You can tend it, manage it, nurture it, you can call it Johnson, but the result was always the same: diverse productivity…the set table…the unorganized larder…sustenance and sustainability…planned….the result of a plan….an organized life that sustained the species we call human.

So I would like to call thinning a process of “tending the wild.” Not unlike pruning a shrub to encourage shoot growth for basketry, or digging camas and putting small corms back in the hole, and scattering seed from the tops. The wild was used and tended, and both happened at the same time. A tended wild was a protected wild, something that we are not able to accomplish at this time, if only because the wild is no longer tended.

13 Jan 2008, 11:36pm
by Forrest Grump

SPEAKING of restoration forestry, two links of interest:


and, linked from there:


Yes, I am feeling cynical tonight. Log it or Lose it, Baybee.

Tending Eden?
Rainbow Forestry?
Real Forestry for Real Forests?

14 Jan 2008, 12:48am
by Mike

Tending The Wild is okay as a meme, but it has its limitations.
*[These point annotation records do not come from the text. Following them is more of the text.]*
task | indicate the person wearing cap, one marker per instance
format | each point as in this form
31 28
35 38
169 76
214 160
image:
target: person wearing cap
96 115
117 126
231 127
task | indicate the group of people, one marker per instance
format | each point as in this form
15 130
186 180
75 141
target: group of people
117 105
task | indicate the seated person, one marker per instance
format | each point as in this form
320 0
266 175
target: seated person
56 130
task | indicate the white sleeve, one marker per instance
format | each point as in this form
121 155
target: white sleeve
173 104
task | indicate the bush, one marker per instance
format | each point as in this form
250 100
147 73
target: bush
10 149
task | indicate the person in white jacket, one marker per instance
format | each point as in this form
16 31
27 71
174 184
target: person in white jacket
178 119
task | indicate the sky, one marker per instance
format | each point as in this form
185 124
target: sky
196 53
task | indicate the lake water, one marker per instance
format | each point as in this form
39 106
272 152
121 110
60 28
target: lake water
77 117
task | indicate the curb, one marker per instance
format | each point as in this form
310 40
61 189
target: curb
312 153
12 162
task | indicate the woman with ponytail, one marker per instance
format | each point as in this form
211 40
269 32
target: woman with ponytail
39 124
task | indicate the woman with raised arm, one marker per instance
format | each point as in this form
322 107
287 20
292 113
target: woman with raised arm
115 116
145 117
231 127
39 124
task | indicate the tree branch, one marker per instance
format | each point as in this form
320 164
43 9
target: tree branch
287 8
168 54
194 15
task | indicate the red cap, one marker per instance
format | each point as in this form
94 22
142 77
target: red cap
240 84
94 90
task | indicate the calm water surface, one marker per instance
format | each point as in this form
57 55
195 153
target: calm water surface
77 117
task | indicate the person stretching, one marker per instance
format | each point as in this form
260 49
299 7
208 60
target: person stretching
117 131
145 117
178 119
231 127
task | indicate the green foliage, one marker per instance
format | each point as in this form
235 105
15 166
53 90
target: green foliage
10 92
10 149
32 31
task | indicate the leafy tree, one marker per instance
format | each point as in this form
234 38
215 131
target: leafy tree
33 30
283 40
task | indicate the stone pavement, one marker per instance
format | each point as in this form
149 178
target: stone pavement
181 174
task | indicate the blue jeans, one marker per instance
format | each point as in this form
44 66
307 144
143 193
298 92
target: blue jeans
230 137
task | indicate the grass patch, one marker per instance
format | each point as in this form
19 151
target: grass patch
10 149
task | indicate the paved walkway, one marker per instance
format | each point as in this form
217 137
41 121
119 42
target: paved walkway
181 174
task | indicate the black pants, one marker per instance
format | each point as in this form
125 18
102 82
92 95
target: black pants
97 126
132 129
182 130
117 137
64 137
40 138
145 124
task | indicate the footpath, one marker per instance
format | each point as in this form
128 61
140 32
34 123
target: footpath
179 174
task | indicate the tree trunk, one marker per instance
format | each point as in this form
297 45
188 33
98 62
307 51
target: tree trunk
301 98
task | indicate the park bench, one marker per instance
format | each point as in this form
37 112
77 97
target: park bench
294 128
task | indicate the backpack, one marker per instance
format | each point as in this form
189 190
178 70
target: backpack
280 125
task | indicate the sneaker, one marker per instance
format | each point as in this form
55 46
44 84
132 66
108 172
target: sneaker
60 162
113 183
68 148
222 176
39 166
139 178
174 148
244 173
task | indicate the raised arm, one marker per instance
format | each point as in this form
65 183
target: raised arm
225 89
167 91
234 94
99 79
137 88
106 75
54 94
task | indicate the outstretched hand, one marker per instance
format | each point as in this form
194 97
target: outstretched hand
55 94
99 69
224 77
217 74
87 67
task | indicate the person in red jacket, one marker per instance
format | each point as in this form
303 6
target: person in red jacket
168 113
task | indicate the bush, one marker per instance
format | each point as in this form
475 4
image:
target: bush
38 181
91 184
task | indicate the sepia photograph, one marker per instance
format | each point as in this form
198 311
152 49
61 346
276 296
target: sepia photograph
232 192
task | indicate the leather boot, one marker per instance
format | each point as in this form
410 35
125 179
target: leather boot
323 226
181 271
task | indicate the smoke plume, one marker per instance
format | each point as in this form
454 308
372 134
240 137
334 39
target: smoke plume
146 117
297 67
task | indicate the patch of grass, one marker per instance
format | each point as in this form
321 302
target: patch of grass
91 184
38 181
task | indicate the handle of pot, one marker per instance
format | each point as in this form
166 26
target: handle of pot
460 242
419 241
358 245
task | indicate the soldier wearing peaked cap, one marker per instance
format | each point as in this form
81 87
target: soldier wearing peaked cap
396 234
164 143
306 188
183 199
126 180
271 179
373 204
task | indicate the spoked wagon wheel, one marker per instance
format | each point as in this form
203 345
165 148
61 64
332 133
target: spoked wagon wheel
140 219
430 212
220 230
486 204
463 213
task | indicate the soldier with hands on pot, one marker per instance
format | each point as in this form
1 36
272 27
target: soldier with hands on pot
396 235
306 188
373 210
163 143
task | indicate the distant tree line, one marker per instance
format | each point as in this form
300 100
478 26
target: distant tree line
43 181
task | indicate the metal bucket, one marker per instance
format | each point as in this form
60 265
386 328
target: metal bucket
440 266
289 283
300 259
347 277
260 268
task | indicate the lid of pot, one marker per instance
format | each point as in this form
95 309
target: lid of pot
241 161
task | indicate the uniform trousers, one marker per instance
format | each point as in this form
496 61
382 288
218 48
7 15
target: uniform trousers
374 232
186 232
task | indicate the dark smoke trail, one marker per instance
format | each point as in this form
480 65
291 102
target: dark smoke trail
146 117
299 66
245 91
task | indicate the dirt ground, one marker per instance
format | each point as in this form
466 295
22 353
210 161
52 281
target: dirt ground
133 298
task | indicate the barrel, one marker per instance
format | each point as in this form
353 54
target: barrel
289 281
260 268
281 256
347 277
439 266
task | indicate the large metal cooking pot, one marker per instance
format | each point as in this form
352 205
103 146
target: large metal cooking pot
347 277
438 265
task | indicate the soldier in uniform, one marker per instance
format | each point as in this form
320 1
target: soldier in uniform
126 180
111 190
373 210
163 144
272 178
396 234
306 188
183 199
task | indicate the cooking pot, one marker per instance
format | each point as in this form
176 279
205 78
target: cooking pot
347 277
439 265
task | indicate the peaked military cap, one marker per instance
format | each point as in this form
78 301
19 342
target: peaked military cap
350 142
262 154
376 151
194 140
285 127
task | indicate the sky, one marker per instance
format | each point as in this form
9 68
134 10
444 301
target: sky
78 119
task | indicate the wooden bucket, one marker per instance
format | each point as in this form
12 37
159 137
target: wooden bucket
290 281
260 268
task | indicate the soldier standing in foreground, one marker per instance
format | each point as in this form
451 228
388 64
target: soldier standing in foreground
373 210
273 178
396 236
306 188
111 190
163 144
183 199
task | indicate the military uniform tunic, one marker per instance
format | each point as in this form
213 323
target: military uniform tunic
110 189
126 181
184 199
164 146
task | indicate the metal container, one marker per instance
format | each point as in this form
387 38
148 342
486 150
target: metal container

Its author/originator, M.Kat Anderson, had some specific reference conditions in mind, and prefers the traditional methods of that era to restore them. Not only are there other eras that could be referenced, today is today and our needs and methods are different than any past era.

Historical re-creations are great, don’t get me wrong. We need them. But the goals of Modern Public Landscape Stewardship (is that a better meme? how about Active Management?) are more than just that. They include:

• Prevention of catastrophic megafires (and reduction in emergency fire suppression costs and fire losses)

• Prevention of large-scale CO2 emissions from wildfires

• Reintroduction of frequent light fires to various ecosystems

• Prevention of forest conversion to fire-type brush and other chronically severe fire hazard conditions

• Prevention of catastrophic fire damage to watersheds

• Preservation of historic features of our shared, cultural landscapes

• Sustaining old-growth trees and old-growth development pathways

• Sustaining wildlife habitat and species populations

• Reinvigorating rural economies, jobs, and restoring local school and county funding

• Reconnecting local residents with their local landscapes

These are the items that belong in the new USFS mission statement, in my opinion. Hard to get meme around all that. But I’m open to suggestions.

Once upon a time I coined Multi-Cohort Forestry (McForestry) and then later, Optimal Multi-Aged Management Activities (O MAMA), but those aren’t quite right.

14 Jan 2008, 6:28pm
by Bob Z.

How about “Common Sense Forestry?” (It may have been Will Rogers or Mark Twain that said the problem with common sense is that it is so darn uncommon, and perhaps that’s the problem with all this discussion in the first place.)

Active Management Forestry?

Proven Methods Forestry?

Multiple Objectives Forestry? (Requires one or more stated objectives.)

Jerry’s Optimal and Environmental Multi-Aged Management Activities (With political backing we could see such stirring pronouncements as: “A vote for Obama is a vote for JOE MAMA.”)

Sorry. I’ll try and get more sleep from now on.